Murthy serves on various non-profit boards like JHPIEGO, the Baltimore Museum of Art, the Maryland Institute College of Art, and the MurthyNAYAK Foundation. Previously, Murthy had served on boards for a number of organizations, including Cancer Treatment Centers of America, Girl Scouts of Central Maryland, Maryland Chamber of Commerce, Stevenson University, and the Harvard Law School Alumni Board of Visitors, among others. She also served on the boards of United Way International and the United Way of Central Maryland, which named her the 2009 Philanthropist of the Year. In December 2017, Murthy was named the president of the Washington, D.C. chapter (representing the District of Columbia, Maryland and Virginia) of The Indus Entrepreneurs (TiE).

==Awards and honors==
The 2013 edition of Corporate Immigration recognized Murthy as one of the world's top corporate immigration attorneys. Among her other honors, she was named to the 2011 Top 50 Most Influential Marylanders and the Maryland Top 100 Women's Circle of Excellence by The Daily Record, a Maryland Business publication. Murthy's firm was among the 2012 Top 100 Minority Business Enterprises, and Murthy received the 2010 Business Philanthropy Award from the Baltimore Business Journal. She also received the 2010 Small Business of the Year Award from the Maryland Chamber of Commerce. In 2008, Sheela Murthy was the first woman to become a member of the United Way of Central Maryland's Million Dollar Roundtable. In 2012, The Daily Record recognized Murthy as one of "Maryland's Most Admired CEOs," and the Maryland Entrepreneur Quarterly named her Business Entrepreneur of the Year.

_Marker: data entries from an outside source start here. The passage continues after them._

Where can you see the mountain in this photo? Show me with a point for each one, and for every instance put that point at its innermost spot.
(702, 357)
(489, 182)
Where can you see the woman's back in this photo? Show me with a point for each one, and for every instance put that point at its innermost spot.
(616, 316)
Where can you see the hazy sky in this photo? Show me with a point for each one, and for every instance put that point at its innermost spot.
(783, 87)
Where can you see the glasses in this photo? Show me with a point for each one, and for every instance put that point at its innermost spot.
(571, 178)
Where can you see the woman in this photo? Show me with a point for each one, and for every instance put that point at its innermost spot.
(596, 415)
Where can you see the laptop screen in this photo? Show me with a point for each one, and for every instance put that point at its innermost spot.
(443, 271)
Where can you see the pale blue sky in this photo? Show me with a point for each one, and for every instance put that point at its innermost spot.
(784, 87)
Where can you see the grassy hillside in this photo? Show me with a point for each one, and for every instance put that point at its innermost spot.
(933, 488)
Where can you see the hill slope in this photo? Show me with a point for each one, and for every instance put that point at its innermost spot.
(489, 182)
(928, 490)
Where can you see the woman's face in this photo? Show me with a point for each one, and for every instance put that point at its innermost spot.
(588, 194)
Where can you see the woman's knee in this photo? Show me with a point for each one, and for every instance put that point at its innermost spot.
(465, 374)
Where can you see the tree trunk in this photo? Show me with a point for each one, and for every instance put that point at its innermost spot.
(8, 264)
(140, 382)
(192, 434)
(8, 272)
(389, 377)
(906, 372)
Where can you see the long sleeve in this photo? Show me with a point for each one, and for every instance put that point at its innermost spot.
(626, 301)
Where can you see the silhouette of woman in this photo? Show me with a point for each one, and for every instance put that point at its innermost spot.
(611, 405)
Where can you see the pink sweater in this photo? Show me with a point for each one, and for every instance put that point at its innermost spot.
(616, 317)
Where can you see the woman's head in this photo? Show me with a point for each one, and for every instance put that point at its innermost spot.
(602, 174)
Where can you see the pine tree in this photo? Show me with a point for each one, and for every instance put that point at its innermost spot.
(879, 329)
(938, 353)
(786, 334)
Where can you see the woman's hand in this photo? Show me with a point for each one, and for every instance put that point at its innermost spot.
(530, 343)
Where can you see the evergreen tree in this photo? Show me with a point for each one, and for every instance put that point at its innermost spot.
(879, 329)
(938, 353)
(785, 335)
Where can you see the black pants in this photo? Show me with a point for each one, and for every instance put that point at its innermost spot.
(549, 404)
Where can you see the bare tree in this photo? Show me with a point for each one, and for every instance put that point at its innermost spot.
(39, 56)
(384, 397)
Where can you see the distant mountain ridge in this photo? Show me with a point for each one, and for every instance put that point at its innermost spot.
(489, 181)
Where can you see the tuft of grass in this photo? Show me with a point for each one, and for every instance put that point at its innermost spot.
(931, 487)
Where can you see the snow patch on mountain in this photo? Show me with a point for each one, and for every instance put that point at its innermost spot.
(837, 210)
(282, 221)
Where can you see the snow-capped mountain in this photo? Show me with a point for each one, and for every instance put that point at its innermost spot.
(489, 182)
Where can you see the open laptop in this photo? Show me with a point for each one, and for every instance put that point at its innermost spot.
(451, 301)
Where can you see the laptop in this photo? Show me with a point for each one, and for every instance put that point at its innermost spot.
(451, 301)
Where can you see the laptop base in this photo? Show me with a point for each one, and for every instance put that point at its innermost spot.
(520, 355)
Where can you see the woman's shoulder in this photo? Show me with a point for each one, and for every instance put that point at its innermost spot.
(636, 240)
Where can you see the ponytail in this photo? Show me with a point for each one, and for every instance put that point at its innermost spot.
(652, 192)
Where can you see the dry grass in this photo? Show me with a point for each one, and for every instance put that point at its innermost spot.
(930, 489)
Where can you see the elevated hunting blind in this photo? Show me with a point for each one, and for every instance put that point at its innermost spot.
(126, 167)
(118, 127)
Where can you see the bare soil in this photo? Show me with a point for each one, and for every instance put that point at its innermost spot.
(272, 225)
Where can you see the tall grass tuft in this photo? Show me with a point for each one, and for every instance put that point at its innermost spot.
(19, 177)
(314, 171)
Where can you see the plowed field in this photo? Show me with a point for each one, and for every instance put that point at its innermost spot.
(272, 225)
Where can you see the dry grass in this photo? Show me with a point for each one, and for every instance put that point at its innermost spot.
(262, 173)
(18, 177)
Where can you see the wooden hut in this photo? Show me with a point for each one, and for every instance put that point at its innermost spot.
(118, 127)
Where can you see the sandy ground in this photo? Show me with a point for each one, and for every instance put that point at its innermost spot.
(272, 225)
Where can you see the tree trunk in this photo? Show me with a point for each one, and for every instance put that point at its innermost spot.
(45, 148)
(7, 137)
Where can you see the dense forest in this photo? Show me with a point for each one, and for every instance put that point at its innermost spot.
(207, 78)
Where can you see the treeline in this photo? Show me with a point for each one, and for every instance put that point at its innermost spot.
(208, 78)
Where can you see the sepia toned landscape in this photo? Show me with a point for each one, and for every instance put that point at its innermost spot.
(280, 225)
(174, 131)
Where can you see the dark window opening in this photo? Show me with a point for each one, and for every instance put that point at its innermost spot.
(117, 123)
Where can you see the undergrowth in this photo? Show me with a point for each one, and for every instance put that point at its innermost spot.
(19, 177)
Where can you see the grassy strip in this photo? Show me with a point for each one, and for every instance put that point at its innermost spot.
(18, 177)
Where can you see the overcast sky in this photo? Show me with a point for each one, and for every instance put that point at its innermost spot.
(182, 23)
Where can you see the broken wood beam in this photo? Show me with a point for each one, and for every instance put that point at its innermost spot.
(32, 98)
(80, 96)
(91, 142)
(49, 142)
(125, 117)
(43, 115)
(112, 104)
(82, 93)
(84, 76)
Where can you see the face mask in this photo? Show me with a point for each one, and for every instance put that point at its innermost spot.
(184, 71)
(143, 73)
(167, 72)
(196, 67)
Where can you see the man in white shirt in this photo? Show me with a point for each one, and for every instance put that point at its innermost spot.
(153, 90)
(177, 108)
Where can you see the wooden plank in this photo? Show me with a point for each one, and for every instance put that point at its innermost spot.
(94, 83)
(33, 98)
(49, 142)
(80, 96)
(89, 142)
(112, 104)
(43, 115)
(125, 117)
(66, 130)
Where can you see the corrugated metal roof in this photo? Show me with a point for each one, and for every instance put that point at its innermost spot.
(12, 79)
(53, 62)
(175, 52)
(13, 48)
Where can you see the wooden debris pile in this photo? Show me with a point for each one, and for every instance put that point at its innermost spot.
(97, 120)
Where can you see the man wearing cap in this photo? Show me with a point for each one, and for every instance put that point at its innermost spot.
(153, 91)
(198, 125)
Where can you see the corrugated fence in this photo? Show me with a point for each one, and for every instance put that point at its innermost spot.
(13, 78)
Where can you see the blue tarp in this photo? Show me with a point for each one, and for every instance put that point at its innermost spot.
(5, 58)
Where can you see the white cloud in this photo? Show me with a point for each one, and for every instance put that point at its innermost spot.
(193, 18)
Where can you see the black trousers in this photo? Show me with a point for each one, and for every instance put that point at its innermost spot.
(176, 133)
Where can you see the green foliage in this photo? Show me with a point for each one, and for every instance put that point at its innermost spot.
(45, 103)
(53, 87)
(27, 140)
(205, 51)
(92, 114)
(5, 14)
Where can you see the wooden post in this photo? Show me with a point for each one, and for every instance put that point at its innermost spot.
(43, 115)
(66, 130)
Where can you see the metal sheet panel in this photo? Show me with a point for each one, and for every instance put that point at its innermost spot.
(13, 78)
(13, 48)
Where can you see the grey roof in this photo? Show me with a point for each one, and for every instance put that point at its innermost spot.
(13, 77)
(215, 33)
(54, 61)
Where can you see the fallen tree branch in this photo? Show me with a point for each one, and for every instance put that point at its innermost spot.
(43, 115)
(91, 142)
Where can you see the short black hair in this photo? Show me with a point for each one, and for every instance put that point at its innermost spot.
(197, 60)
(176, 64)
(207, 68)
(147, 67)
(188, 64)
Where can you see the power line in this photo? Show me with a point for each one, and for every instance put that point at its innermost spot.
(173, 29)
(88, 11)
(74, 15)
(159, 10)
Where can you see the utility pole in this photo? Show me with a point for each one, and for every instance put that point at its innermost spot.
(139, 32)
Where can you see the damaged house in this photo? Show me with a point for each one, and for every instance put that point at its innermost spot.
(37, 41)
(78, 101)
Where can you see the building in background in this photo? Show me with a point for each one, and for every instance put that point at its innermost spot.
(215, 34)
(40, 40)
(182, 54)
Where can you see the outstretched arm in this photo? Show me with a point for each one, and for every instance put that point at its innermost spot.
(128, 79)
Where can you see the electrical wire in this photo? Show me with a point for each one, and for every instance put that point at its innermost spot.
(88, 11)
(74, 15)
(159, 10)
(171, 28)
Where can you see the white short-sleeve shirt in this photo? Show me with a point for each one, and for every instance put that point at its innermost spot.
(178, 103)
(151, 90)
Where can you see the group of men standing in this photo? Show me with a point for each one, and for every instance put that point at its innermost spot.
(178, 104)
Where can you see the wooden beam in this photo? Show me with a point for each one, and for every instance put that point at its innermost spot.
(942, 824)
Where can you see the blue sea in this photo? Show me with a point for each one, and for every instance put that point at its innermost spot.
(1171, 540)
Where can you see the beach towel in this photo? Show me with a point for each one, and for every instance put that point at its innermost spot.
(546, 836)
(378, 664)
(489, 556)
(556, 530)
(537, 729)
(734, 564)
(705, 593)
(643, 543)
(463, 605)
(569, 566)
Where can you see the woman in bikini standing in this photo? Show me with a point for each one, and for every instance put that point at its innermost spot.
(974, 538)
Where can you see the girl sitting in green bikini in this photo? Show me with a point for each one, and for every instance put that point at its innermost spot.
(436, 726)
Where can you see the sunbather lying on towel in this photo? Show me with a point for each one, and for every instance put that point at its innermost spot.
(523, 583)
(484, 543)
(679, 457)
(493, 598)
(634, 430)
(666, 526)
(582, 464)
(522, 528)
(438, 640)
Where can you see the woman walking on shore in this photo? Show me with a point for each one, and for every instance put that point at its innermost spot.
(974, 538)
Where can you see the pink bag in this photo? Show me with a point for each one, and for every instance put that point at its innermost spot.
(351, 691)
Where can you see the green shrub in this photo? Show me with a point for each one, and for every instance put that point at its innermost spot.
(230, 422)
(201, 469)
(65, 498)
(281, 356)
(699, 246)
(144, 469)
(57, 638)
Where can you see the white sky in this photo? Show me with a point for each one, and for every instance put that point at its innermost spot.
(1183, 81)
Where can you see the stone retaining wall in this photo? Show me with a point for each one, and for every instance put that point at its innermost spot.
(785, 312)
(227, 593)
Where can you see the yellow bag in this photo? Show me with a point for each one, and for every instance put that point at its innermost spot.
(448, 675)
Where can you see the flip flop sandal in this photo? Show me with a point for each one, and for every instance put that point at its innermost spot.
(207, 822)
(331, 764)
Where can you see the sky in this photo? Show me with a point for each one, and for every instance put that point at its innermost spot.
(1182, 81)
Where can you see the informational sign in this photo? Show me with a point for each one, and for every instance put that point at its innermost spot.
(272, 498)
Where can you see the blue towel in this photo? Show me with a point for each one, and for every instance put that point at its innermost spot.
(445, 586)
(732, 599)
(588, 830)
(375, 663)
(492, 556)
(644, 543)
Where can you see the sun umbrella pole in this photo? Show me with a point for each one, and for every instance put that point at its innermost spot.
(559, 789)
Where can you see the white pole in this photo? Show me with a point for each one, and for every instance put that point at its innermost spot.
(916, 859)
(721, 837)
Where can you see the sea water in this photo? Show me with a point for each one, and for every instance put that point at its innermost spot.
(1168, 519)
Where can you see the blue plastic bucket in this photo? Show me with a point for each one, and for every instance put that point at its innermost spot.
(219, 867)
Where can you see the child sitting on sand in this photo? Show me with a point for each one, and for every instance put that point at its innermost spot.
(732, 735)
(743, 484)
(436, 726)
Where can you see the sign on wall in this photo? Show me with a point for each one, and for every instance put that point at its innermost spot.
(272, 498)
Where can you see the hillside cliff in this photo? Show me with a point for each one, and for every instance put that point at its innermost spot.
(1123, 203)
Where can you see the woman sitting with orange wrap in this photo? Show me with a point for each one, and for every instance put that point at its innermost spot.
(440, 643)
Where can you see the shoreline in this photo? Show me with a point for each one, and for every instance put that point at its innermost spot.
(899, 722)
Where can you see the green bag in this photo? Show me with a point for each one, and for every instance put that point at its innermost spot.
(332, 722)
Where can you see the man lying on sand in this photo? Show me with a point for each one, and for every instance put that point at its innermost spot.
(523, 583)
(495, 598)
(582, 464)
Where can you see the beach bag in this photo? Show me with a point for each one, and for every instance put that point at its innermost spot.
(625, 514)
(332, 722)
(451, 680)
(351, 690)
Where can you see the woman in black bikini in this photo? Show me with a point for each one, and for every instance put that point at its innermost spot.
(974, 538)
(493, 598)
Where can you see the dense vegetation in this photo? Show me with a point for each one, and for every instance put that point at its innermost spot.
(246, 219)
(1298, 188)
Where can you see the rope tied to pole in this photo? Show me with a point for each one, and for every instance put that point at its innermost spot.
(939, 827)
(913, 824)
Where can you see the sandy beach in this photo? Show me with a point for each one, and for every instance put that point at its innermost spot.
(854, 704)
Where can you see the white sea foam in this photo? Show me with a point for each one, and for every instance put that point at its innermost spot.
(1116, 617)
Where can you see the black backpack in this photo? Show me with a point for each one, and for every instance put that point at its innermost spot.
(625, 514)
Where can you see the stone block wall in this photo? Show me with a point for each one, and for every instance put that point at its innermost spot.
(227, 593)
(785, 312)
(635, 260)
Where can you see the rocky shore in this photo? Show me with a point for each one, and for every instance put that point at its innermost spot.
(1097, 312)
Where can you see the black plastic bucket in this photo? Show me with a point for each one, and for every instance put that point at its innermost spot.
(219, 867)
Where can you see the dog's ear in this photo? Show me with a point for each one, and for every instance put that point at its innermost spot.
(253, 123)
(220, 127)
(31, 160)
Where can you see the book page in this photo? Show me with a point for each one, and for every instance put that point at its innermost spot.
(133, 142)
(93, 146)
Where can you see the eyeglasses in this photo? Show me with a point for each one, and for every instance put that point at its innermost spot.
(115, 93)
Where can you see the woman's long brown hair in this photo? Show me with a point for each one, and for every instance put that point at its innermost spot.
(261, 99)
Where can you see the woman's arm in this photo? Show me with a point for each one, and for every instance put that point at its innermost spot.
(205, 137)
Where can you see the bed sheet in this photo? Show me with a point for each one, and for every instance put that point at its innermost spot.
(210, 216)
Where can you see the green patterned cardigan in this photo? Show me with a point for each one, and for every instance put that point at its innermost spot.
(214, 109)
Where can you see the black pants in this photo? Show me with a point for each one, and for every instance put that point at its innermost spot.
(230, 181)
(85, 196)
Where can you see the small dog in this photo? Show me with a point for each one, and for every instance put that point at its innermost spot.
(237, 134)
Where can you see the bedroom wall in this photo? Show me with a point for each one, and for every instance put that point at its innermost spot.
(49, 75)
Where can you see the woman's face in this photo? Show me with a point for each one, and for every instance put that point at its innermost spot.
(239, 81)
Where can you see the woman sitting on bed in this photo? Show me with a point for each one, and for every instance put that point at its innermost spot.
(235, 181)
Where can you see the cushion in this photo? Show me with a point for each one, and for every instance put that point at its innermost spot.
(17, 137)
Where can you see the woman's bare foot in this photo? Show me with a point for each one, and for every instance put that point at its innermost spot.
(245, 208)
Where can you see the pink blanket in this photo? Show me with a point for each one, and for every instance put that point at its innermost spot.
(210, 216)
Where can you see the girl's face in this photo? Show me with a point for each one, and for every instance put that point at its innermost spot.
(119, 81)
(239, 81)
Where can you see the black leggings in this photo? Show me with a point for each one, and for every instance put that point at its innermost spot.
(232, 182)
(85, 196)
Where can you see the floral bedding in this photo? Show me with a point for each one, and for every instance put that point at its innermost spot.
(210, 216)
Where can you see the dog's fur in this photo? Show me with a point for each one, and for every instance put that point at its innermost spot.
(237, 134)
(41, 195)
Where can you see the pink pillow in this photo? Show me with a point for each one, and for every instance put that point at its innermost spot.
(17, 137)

In 2012, The Children's Guild, a nonprofit school for children with special needs, presented Murthy with the Sadie Award for her philanthropy and humanitarianism. During the awards ceremony, the children and staff of the school performed an original musical production showcasing Murthy's life. In 2009, Murthy was named Entrepreneur of the Year by Ernst & Young. She has been recognized as among the Best Lawyers in America (c) as voted by her peers over the years. In 2023, Murthy was inducted into the MD Business and Civic Hall of Fame by the Baltimore Sun for her lifetime contributions to the law, business, philanthropy and the community. In the same year, 2023, the MD Chamber of Commerce inducted Murthy into its Hall of Fame.